After worship on Sunday, I hurried down to St Charles Avenue to catch some parades. We parked on Napoleon close to S Claiborne, so we had a bit of a walk to get to the route. But when we did, it was the sounds that moved me: Bands playing, people yelling for throws, horns blowing, horse hooves clopping, lots of normal conversation. It was discordantly, noisily, glorious.
I find that to be especially the case after these past two years. This COVID time has taught me some things, or reinforced things I already knew. I like people. I like their eccentricities and oddnesses. I like that people come in different colors and ages and sizes and personalities. I like when 3-year-old children take the hands of strangers and invite them to dance in the streets. I am that stranger in the picture below; it was good for my soul.
It is hard for me to thrive when people must be kept at arm’s length, or 6 feet away. It is hard for me to feel fully alive when I don’t get to see people’s faces transformed by laughter, or by tears. Not everyone enjoys hanging out with strangers on the street (go figure!), but most of us yearn to be connected with other humans in meaningful ways. Most of us have had some level of challenge in the past 2 years.
When we shared prayer concerns in worship this past Sunday, and different voices spoke of desires for peace, for understanding, for erasing divisions, I was deeply moved. When others expressed concerns for those who couldn’t gather in person because of health concerns, or children confused by a parent’s dementia, or asked for more patience, I knew that something real was happening in the room. And when thanksgiving was expressed for a hundred years of a person’s life and for all of the people who make up Grace Evangelical Lutheran Church, God’s Spirit was palpable. We need this connection with one another; we need the deeper communion with God that we receive through these relationships with others who are also seeking to follow Jesus.
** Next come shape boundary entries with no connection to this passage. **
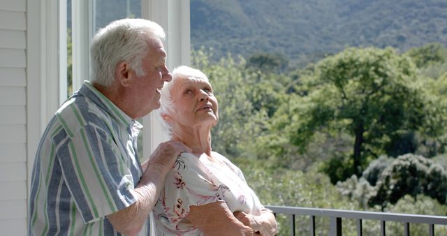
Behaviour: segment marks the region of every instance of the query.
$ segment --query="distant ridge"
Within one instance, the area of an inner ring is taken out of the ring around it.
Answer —
[[[348,46],[401,52],[447,45],[446,0],[191,0],[192,47],[249,57],[282,53],[296,65]]]

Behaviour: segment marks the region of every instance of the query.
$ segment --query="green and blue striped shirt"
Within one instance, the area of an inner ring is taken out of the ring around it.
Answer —
[[[119,235],[105,216],[136,200],[142,126],[87,81],[51,119],[31,184],[30,235]],[[149,220],[141,235],[149,235]]]

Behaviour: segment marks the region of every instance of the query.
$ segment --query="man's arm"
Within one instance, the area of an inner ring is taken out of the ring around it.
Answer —
[[[184,152],[191,149],[175,141],[168,141],[157,147],[149,160],[145,163],[145,170],[143,168],[144,173],[134,189],[137,200],[129,207],[107,216],[113,228],[126,235],[135,235],[140,232],[156,202],[166,175],[178,155]]]

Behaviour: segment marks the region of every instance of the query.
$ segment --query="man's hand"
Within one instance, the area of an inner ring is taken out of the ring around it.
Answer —
[[[166,175],[174,165],[177,157],[181,153],[191,152],[192,152],[191,149],[178,141],[170,140],[162,142],[154,151],[149,160],[142,165],[143,172],[145,172],[147,166],[150,165],[152,168],[165,170],[163,174]],[[149,171],[154,171],[154,170],[149,168]]]
[[[173,168],[177,156],[184,152],[191,152],[191,149],[179,142],[165,142],[160,144],[150,158],[142,165],[143,175],[134,189],[136,202],[107,216],[118,232],[134,235],[141,230],[156,202],[166,174]]]
[[[263,211],[260,216],[254,216],[242,212],[236,212],[234,215],[244,225],[251,227],[260,235],[273,236],[277,234],[276,220],[269,210]]]

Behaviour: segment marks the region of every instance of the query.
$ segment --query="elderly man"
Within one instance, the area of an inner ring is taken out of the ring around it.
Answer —
[[[135,121],[160,106],[171,80],[165,37],[142,19],[113,22],[93,38],[93,73],[57,110],[39,144],[31,186],[29,235],[147,234],[148,215],[176,157],[161,144],[140,164]]]

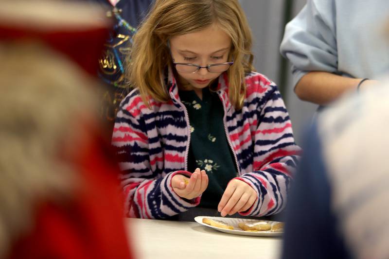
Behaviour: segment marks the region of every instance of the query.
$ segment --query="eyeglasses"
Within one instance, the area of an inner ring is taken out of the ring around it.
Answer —
[[[233,60],[230,62],[212,64],[205,67],[201,67],[194,64],[176,63],[173,59],[173,65],[176,68],[176,69],[181,73],[194,73],[200,70],[200,69],[207,69],[210,73],[221,73],[228,70],[233,64],[234,64]]]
Speaking of communion, I think the weekly celebration of communion is one of the most important ways that we’ve stayed connected when we couldn’t connect in some ordinary ways. Please don’t tell my Presbyterian colleagues this, but I think the weekly sharing of communion lends a depth to Lutheran worship that can’t be beat.* I am reminded of these words from Rachel Held Evans, a Christian author who died several years ago while still in her 30s. She said,
This is what God’s kingdom is like: a bunch of outcasts and oddballs gathered at a table, not because they are rich or worthy or good, but because they are hungry, because they said yes. And there’s always room for more.
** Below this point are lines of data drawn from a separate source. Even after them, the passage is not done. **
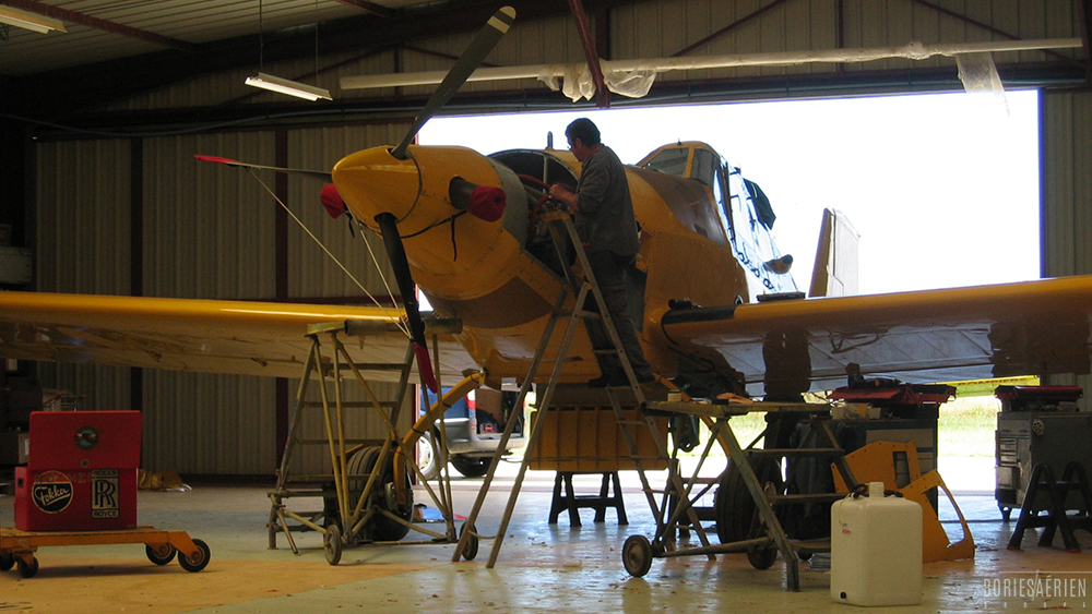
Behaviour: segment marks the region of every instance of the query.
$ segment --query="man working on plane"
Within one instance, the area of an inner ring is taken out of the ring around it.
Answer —
[[[574,120],[565,129],[565,135],[569,140],[569,151],[581,162],[580,182],[575,193],[566,185],[554,184],[549,195],[573,209],[577,233],[583,242],[592,274],[633,374],[639,383],[651,382],[652,369],[637,339],[626,296],[626,269],[633,265],[633,258],[640,251],[626,169],[614,151],[600,142],[600,129],[592,120]],[[610,347],[604,330],[589,326],[587,332],[595,348]],[[602,375],[589,382],[589,386],[629,385],[621,364],[614,356],[603,358],[603,354],[596,354],[596,359]]]

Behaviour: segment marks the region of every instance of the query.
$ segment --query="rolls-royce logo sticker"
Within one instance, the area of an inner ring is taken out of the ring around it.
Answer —
[[[91,471],[91,517],[119,518],[117,469],[93,469]]]
[[[34,480],[31,498],[46,514],[63,511],[72,503],[72,481],[60,471],[46,471]]]

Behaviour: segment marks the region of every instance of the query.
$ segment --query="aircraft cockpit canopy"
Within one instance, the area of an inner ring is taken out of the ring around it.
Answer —
[[[732,244],[736,258],[749,269],[760,292],[786,292],[796,289],[792,276],[771,270],[763,263],[778,262],[782,254],[770,234],[776,215],[770,200],[753,181],[744,178],[739,167],[728,164],[705,143],[680,142],[649,154],[638,166],[645,170],[692,179],[712,192],[716,217]],[[692,210],[676,212],[680,221],[698,219]],[[687,225],[689,226],[689,225]],[[708,230],[695,228],[711,240]]]

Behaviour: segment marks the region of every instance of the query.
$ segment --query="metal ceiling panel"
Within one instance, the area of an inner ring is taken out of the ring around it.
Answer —
[[[0,3],[24,8],[25,1]],[[31,3],[191,45],[367,14],[364,9],[339,0],[43,0]],[[372,3],[394,10],[420,2],[372,0]],[[61,21],[68,33],[37,34],[9,28],[7,39],[0,38],[0,74],[33,74],[168,48],[63,17]],[[254,53],[257,57],[258,49]]]

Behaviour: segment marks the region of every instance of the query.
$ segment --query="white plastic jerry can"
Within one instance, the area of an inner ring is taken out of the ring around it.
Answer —
[[[922,601],[922,506],[883,496],[846,497],[830,511],[830,597],[853,605],[913,605]]]

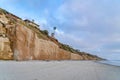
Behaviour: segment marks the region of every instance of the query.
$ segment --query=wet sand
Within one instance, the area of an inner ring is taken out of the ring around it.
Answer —
[[[0,61],[0,80],[120,80],[120,67],[94,61]]]

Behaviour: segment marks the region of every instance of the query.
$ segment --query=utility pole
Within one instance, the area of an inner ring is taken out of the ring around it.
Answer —
[[[55,31],[56,31],[56,29],[57,29],[56,27],[53,27],[54,32],[51,34],[51,37],[53,37],[53,38],[55,37]]]

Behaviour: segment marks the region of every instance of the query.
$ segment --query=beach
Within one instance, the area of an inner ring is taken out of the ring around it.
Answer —
[[[120,67],[95,61],[0,61],[0,80],[120,80]]]

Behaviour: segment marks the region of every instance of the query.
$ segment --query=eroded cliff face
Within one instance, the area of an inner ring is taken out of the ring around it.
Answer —
[[[32,26],[34,27],[34,26]],[[39,35],[23,20],[0,10],[0,59],[14,60],[98,60],[100,58],[65,51],[54,41]],[[42,37],[42,38],[41,38]]]

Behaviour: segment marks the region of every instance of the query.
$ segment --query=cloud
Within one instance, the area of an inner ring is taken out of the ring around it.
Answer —
[[[41,29],[50,33],[56,26],[60,42],[120,60],[115,58],[120,56],[119,3],[120,0],[1,0],[0,7],[23,19],[35,19]]]
[[[118,0],[65,1],[55,14],[64,31],[62,34],[64,36],[58,38],[93,54],[106,56],[120,53],[118,2]]]

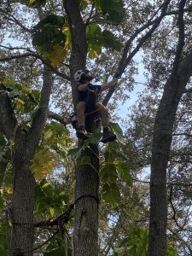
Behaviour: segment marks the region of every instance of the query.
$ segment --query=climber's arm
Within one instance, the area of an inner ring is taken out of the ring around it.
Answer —
[[[79,91],[85,91],[85,90],[88,90],[88,84],[89,84],[89,83],[79,84],[78,86],[78,90],[79,90]]]
[[[116,85],[117,84],[117,80],[118,80],[118,79],[113,79],[111,82],[103,84],[101,86],[101,91],[105,90],[107,90],[107,89],[108,89],[112,86]]]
I’m glad to be one of those oddballs, saying “yes” and receiving grace, and doing so for a season at this church in NOLA called Grace.
Grace and peace,
*In case you are interested, a little Presbyterian history: John Calvin, who is thought of as the “Father” of Presbyterians and was a contemporary of Martin Luther’s, believed that we should all have weekly communion. He believed that we need the tangible reminders of Christ’s life and sacrifice if we are to be our most faithful selves. He lost that battle. It was not good for the Presbyterian soul.